SESAME (Synchrotron-light for Experimental Science and Applications in the Middle East) is a third generation 2.5 GeV synchrotron-light source under construction in Allan (Jordan), modelled institutionally on CERN. SESAME is now a fully independent intergovernmental organisation, but UNESCO (which remains the depository of the Statutes) played a vital role in getting the project started, and has provided unfailing support thereafter. It was officially opened in 16 May 2017. SESAME aims at both:

  • Enabling world-class research in its Members in subjects ranging from biology and medical sciences through materials science, physics and chemistry to archaeology, and
  • Building scientific and cultural bridges between neighbouring countries, promoting mutual understanding and tolerance through international cooperation, and fostering a regional community of scientific users who will work together at SESAME.

The Members of SESAME are currently Cyprus, Egypt, Iran, Israel, Jordan, Pakistan, the Palestinian Authority and Turkey.
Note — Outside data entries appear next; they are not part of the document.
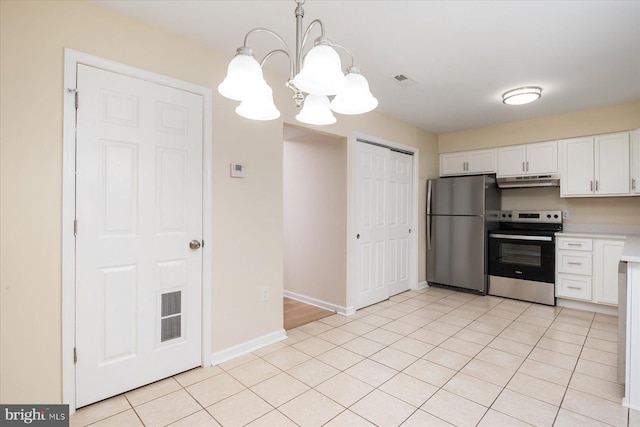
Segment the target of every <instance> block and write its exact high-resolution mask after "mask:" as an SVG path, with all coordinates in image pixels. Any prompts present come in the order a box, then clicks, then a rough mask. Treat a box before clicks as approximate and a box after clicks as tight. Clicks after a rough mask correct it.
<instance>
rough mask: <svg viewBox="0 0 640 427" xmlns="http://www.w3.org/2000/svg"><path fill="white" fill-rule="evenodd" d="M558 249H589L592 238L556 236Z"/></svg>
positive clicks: (591, 249)
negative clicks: (557, 242) (580, 238)
mask: <svg viewBox="0 0 640 427" xmlns="http://www.w3.org/2000/svg"><path fill="white" fill-rule="evenodd" d="M558 249H568V250H571V251H591V250H593V240H591V239H580V238H577V237H576V238H573V237H558Z"/></svg>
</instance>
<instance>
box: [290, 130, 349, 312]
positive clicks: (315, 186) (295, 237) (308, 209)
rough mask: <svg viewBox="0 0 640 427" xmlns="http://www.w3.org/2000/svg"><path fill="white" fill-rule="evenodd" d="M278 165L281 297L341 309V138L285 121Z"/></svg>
mask: <svg viewBox="0 0 640 427" xmlns="http://www.w3.org/2000/svg"><path fill="white" fill-rule="evenodd" d="M283 169H284V170H283V200H284V206H283V214H284V297H286V298H289V299H293V300H296V301H299V302H303V303H306V304H310V305H312V306H315V307H319V308H322V309H324V310H328V311H329V312H330V313H333V312H344V310H345V306H346V302H347V301H346V300H347V239H346V236H347V221H348V214H347V197H348V196H347V141H346V138H343V137H336V136H330V135H326V134H319V133H315V132H311V131H309V130H306V129H301V128H296V127H293V126H287V125H285V127H284V148H283ZM286 307H287V304H286V303H285V316H286Z"/></svg>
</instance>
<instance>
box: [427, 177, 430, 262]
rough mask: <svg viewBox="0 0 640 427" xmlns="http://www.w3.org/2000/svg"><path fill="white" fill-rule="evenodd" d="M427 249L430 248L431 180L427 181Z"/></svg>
mask: <svg viewBox="0 0 640 427" xmlns="http://www.w3.org/2000/svg"><path fill="white" fill-rule="evenodd" d="M427 250H431V180H429V181H427Z"/></svg>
The Observer countries are Brazil, China, France, Germany, Greece, Italy, Japan, Kuwait, Portugal, the Russian Federation, Spain, Sweden, Switzerland, the United Kingdom and the United States of America.
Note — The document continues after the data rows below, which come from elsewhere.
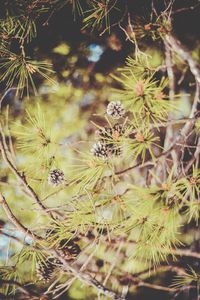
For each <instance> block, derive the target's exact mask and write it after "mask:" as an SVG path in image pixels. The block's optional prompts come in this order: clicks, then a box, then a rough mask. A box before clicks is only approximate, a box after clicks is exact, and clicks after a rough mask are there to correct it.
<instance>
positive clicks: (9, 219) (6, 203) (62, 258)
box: [0, 193, 125, 300]
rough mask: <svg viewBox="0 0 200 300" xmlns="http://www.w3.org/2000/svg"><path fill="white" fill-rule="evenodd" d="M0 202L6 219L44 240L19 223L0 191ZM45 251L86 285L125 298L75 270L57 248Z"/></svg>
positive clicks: (23, 231)
mask: <svg viewBox="0 0 200 300" xmlns="http://www.w3.org/2000/svg"><path fill="white" fill-rule="evenodd" d="M0 204H1V205H2V207H3V209H4V211H5V213H6V215H7V217H8V219H9V220H10V221H11V222H12V223H13V224H14V225H15V226H16V228H17V229H18V230H19V231H22V232H23V233H24V234H25V235H26V236H29V237H30V238H32V239H34V240H35V241H38V242H42V241H44V240H43V238H42V237H40V236H38V235H36V234H35V233H33V232H32V231H31V230H29V229H27V228H26V227H25V226H24V225H23V224H21V223H20V221H19V220H18V219H17V218H16V217H15V216H14V214H13V213H12V211H11V209H10V207H9V206H8V204H7V202H6V200H5V198H4V197H3V195H2V194H1V193H0ZM45 251H47V252H49V253H51V254H53V255H54V256H55V257H56V258H57V259H58V260H59V261H60V262H61V263H62V264H63V266H64V267H65V269H66V270H67V271H69V272H70V273H71V274H72V275H73V276H75V277H76V278H77V279H79V280H81V281H82V282H84V283H85V284H87V285H88V286H93V287H95V288H96V289H97V290H98V291H99V292H101V293H102V294H104V295H106V296H108V297H111V298H112V299H115V300H125V298H124V297H121V296H118V295H117V294H116V293H115V292H113V291H111V290H110V289H108V288H106V287H104V286H103V285H102V284H101V283H99V282H98V281H97V280H96V279H94V278H92V277H91V276H90V275H89V274H86V273H81V272H79V271H77V270H76V269H75V268H73V267H72V266H70V264H69V263H68V262H67V261H66V260H65V259H64V258H62V256H61V253H60V252H59V251H58V250H55V249H47V248H45Z"/></svg>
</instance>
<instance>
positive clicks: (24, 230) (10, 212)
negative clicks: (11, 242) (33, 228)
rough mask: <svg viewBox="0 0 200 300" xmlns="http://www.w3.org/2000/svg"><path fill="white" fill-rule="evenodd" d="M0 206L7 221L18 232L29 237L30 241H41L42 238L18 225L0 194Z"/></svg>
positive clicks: (32, 232)
mask: <svg viewBox="0 0 200 300" xmlns="http://www.w3.org/2000/svg"><path fill="white" fill-rule="evenodd" d="M0 205H2V207H3V209H4V211H5V213H6V216H7V217H8V219H9V220H10V221H11V222H12V223H13V224H14V225H15V226H16V228H17V229H18V230H19V231H22V232H23V233H24V234H25V235H26V236H29V237H30V238H31V239H34V240H36V241H41V240H42V238H41V237H39V236H38V235H36V234H35V233H33V232H32V231H31V230H30V229H28V228H26V227H25V226H24V225H23V224H21V223H20V221H19V220H18V219H17V218H16V217H15V216H14V214H13V213H12V211H11V209H10V207H9V206H8V204H7V202H6V200H5V198H4V196H3V195H2V194H1V193H0Z"/></svg>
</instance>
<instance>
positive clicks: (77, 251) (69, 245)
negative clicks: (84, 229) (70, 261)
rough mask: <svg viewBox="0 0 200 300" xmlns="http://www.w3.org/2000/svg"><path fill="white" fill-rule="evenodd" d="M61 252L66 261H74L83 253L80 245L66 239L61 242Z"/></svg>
mask: <svg viewBox="0 0 200 300" xmlns="http://www.w3.org/2000/svg"><path fill="white" fill-rule="evenodd" d="M59 250H60V251H61V252H62V256H63V258H64V259H66V260H74V259H75V258H76V257H77V256H78V255H79V253H80V252H81V249H80V247H79V245H78V244H76V243H74V241H72V240H70V241H68V240H66V239H64V240H62V241H61V242H60V247H59Z"/></svg>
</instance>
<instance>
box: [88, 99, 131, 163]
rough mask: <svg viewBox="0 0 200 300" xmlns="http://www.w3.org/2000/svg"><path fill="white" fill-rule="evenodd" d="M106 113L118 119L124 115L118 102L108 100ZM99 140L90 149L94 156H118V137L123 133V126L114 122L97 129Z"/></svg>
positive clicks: (111, 116) (118, 139) (97, 132)
mask: <svg viewBox="0 0 200 300" xmlns="http://www.w3.org/2000/svg"><path fill="white" fill-rule="evenodd" d="M106 112H107V114H108V115H109V116H111V117H112V118H113V119H120V118H122V117H123V116H124V114H125V110H124V108H123V106H122V104H121V103H120V101H117V102H114V101H113V102H110V103H109V104H108V106H107V110H106ZM97 134H98V137H99V140H98V142H96V143H95V144H94V145H93V146H92V149H91V152H92V153H93V155H94V156H96V157H98V158H100V159H104V160H106V159H108V158H110V157H111V156H119V155H121V153H122V149H121V147H120V145H119V142H118V141H119V138H120V137H121V136H122V135H123V134H124V127H123V125H121V124H118V123H117V124H115V125H114V126H113V127H104V128H103V129H100V130H98V131H97Z"/></svg>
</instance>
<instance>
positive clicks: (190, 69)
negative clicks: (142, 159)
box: [165, 34, 200, 84]
mask: <svg viewBox="0 0 200 300" xmlns="http://www.w3.org/2000/svg"><path fill="white" fill-rule="evenodd" d="M165 41H166V42H167V44H168V45H169V47H170V48H171V49H172V50H173V51H174V52H175V53H177V54H178V55H179V56H180V57H181V58H182V59H183V60H184V61H186V62H187V63H188V65H189V67H190V71H191V73H192V74H193V75H194V77H195V80H196V82H197V83H198V84H200V68H199V65H198V63H197V62H196V60H194V59H193V57H192V55H191V54H190V51H189V50H188V49H187V48H186V47H185V46H183V45H182V44H181V42H180V41H179V40H178V39H177V38H176V37H174V36H173V35H171V34H168V35H166V36H165Z"/></svg>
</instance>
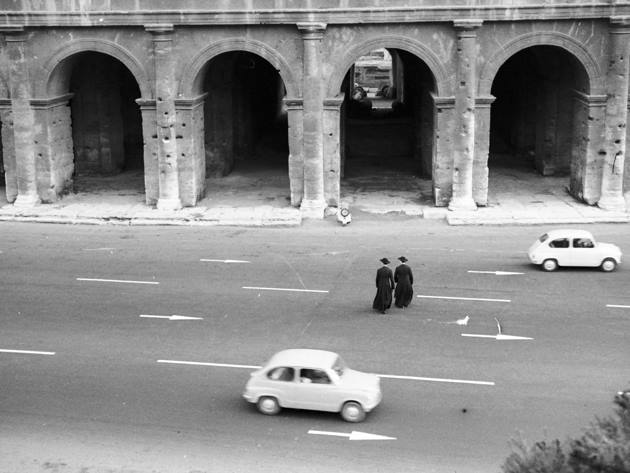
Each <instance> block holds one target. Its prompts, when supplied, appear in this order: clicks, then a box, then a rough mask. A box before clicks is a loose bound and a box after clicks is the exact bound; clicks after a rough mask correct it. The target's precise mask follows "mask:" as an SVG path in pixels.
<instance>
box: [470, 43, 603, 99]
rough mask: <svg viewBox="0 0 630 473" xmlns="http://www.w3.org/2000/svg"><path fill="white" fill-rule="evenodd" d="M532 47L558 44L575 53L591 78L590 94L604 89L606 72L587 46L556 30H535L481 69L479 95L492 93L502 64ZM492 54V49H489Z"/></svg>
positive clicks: (589, 79) (586, 91)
The SESAME synchrotron and 3 of its 7 Phase I beamlines are expected to be operational in 2017. These beamlines are the

  • X-ray absorption fine structure/X-ray fluorescence spectroscopy beamline for basic materials science, as well as applications in materials and environmental science on the micrometre scale;
  • Infrared spectromicroscopy beamline for molecular biology, environmental studies, materials, and archaeological sciences;
  • Materials science beamline mainly for materials science; and
  • Macro-molecular crystallography beamline for use in structural molecular biology.

UNESCO helps in fostering awareness and participation of its Member States and partners in the activity of SESAME, and in running and developing a training programme designed to set up, in the Middle East and neighbouring countries, a community of users of synchrotron radiation in many areas of basic and applied research in science and technology.